(Excerpts from the book Captivating by John and Stasi Eldredge)

The scariest thing for a man is to offer his strength in situations where he doesn’t know if it will make any difference. Or worse, that he will fail. Remember, a man’s deepest Question is, Do I have what it takes? Failure says, No. And that is why most men avoid any situation where they might fail. They fear exposure. They fear it will be discovered that they are not a man.

Given the fact that we live after the Fall, far from Eden, and that a man’s life is plagued by “thorns and thistles,” most situations feel like a test of his strength. There is simply no guarantee of success. That’s why some men won’t play sports. They fear exposure, fear being seen as weak. That’s why other men would rather work late than come home and talk to their wives and children. They know what to do at work; they don’t know what to do in their most important relationships. A man’s basic sin is his choice to offer strength only in those situations where he knows things will go well. And so repentance for a man is entering into the very situations that he fears and offering his strength anyway.

If he fears intimacy, then offering strength means offering intimacy. If he fears failing in his career, offering his strength means taking a promotion or accepting a new and risky project. If he fears standing up for his children against an angry school principal, then standing up for them is what he must do. If he fears committing to a woman he’s been dating for five years, then offering strength is buying her a ring.

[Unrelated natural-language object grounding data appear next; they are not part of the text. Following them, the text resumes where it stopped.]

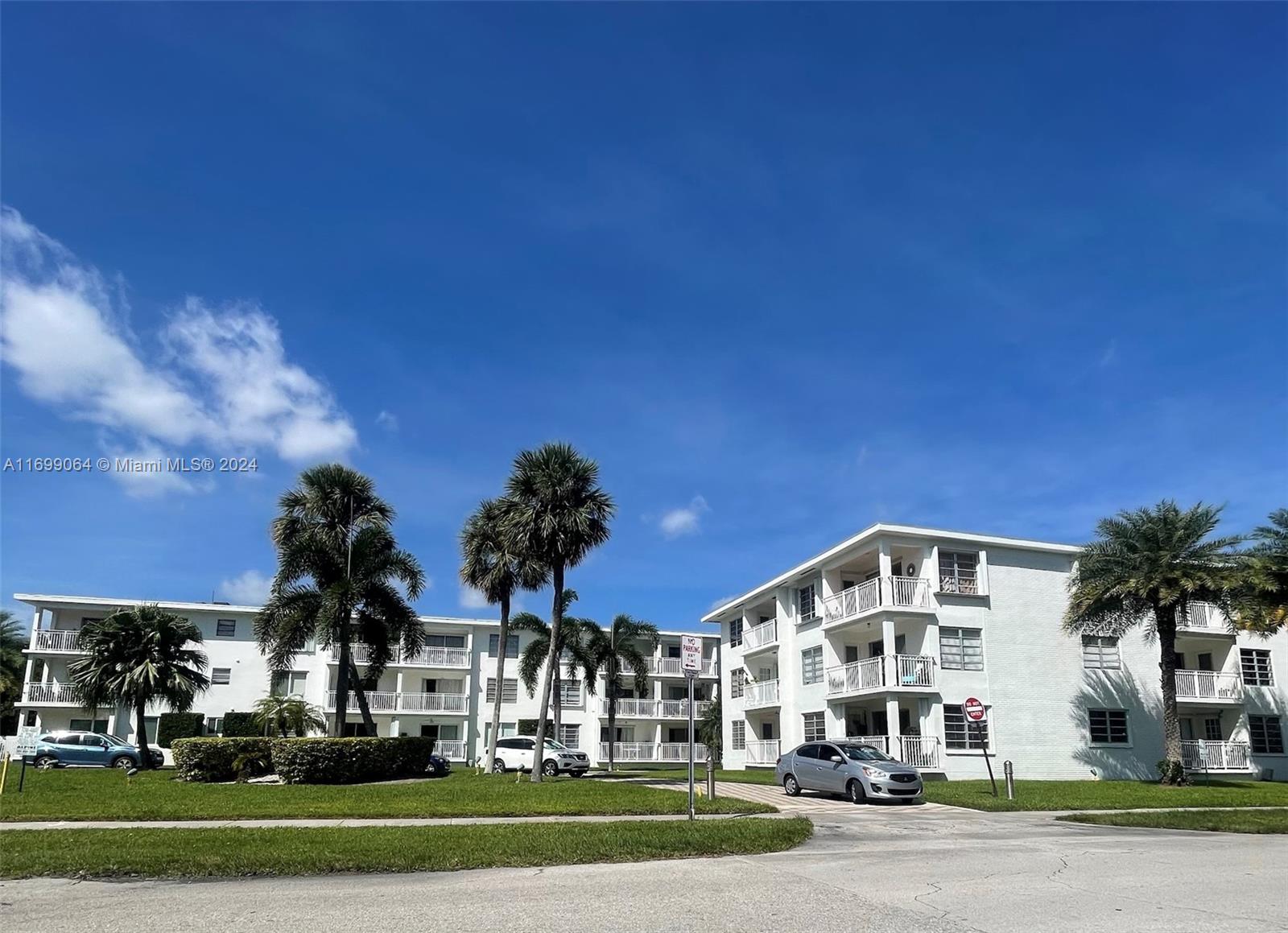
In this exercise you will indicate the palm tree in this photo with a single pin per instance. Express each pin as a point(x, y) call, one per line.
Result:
point(287, 714)
point(616, 652)
point(557, 513)
point(138, 656)
point(339, 571)
point(1144, 568)
point(573, 638)
point(493, 564)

In the same way, the scariest thing for women is to offer our beauty into situations where we don’t know if it will make any difference. Or worse, that we will be rejected. For our Questions is, Am I lovely? And to be rejected is to hear a resounding NO. A woman doesn’t want to offer her beauty unless she is guaranteed that it will be well received. But life offers no such guarantees. We, too, must take risks.

A few verses after Peter talks about a quiet heart, he gives us what might be the secret to releasing a woman’s heart and her beauty:

“Do not give way to fear. (1 Peter 3:6)”

Isn’t that why we hide, why we strive, why we control, why we do anything but offer our beauty? We are afraid. We have given way to fear. Just think about your life – why do you do the things you do. Have you asked yourself how much you are motivated by fear?

That is why God says to us, “In repentance and rest is your salvation, in quietness and trust is your strength” (Isaiah 30:15). In repentance and rest. He loves it when we, gripped with our doubt and fear that he will not be enough, turn the gaze of our souls to him in hope. He loves to prove himself faithful and more than enough to satisfy our hungry souls. When we do turn to him, our souls rest and we are saved. Again. And again.

We can’t wait until we feel safe to love and invite. In fact, if you feel a little scared, then you’re probably in the right path. Of course it’s scary. It’s vulnerable. It’s naked. God calls us to stop hiding, to stop dominating, to trust him, and to offer our true selves. He wants us to bring to bear the weight of our lives and all that he has given to us, worked into us, and offer it to our world. To entice, allure, and invite others to Jesus by reflecting his glory in our lives. He will give no guarantee that others will enjoy us and respond well.

In fact, we can be sure that there will be times when they do not. Jesus offered like no other, and many rejected him. In those moments or seasons when that happens to us, God’s invitation is to bring our sorrow to him. Not to shut down with, I’ll never try again. But to keep our hearts open and alive, and find refuge and healing in his love.